From Cindy Taylor, FEMA's public affairs hack on the day of the storm (Aug 29): "My eyes must certainly be deceiving me. You look fabulous -- and I'm not talking about the makeup!"Two days after the storm, we have this exchange between Brown and Marty Bahamonde, one of the only FEMA employees in New Orleans:
Brown's reply: "I got it at Nordsstroms [sic]. Email McBride and make sure she knows! Are you proud of me? Can I quit now? Can I go home?
Bahamonde: "Now I am going to vomit, laughing and swaying simultaneously is not recommended...."Good ol' Brownie. You know, he did a heckuva job.
Brown: "If you'll look at my lovely FEMA attire you'll really vomit. I ama [sic] fashion god."
1 comment:
About the perjury: it may seem weird but it's common. Prosecutors would rather get the perjuror to tell the truth in court (or in a deposition) for the sake of their case than have to prosecute a perjury charge. The get-out-of-jail-free card is the carrot--that's what they use to get perjurors to talk: 'Tell the truth or you go to jail for perjury.' Perjury trials are very rare; they only happen when the perjuror refuses to tell the truth before the original trial ends. With jail staring them in the face and a pissed-off prosecutor who may have lost his case because somebody lied, almost everybody eventually comes clean.
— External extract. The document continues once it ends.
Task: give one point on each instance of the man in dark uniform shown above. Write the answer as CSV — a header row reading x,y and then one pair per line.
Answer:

As for the plea, I don't know what he was thinking either. fred thinks they're trying to draw it out until everybody forgets it but a trial like this will have exactly the opposite effect of keeping it in front of us for much longer than if Irving fell on his pen-knife. Maybe they're hoping so much will come out that we'll become massively confused and just want the whole thing to go away, but that strategy already backfired on them with Clinton. Of course, none of these clowns can learn anything new any more, so maybe the lessons of the recent past mean nothing to them.